A large body of previous research has outlined what some have called an “urban-rural happiness gradient.” Kanazawa and Li explain: “Residents of rural areas and small towns are happier than those in suburbs, who in turn are happier than those in small central cities, who in turn are happier than those in large central cities.”
But Kanazawa’s and Li’s savanna theory of happiness offers a different explanation: “The idea starts with the premise that the human brain evolved to meet the demands of our ancestral environment on the African savanna, where the population density was akin to what you’d find today in, say, rural Alaska (less than one person per square kilometer). Take a brain evolved for that environment, plop it into today’s Manhattan (population density: 27,685 people per square kilometer), and you can see how you’d get some evolutionary friction.”
Similarly with friendship: “Our ancestors lived as hunter–gatherers in small bands of about 150 individuals,” Kanazawa and Li explain. “In such settings, having frequent contact with lifelong friends and allies was likely necessary for survival and reproduction for both sexes.”
The authors argue that the typical human life has changed rapidly since then “— back on the savanna we didn’t have cars or iPhones or processed food or ‘Celebrity Apprentice’ — and it’s quite possible that our biology hasn’t been able to evolve fast enough to keep up. As such, there may be a “mismatch” between what our brains and bodies are designed for, and the world most of us live in now.”
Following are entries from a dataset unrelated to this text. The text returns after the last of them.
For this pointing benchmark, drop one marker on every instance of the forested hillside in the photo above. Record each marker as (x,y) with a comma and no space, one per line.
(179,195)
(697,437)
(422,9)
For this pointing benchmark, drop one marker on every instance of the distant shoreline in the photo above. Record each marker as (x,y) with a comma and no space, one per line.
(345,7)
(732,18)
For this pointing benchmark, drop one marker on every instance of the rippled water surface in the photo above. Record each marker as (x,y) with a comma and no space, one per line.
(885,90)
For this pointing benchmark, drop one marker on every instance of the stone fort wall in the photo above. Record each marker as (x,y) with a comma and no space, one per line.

It’s important to remember that this is an argument Kanazawa and Li are proposing and is not settled science. “Paleo-” theories — the idea that our bodies are best adapted to the environment of our earliest ancestors — have come under fire in recent years, especially as food companies and some researchers over-hyped the alleged benefits of the paleo-diet fad.
But Brookings’s Carol Graham says one potential flaw in their research is that it defines happiness in terms of self-reported life satisfaction (“How satisfied are you with your life as a whole?”), and doesn’t consider experienced well-being (“How many times did you laugh yesterday? How many times were you angry?” etc.). Survey researchers know that these two types of questions can lead to very different assessments of well-being.
For their part, Kanazawa and Li maintain that that distinction doesn’t matter too much for their savanna theory. “Even though our empirical analyses … used a measure of global life satisfaction, the savanna theory of happiness is not committed to any particular definition and is compatible with any reasonable conception of happiness, subjective well-being, and life satisfaction,” they write.
Whether their theory is supported by subsequent research remains to be seen. It certainly does raise some interesting questions about the impact of socialization on both intelligence and life satisfaction.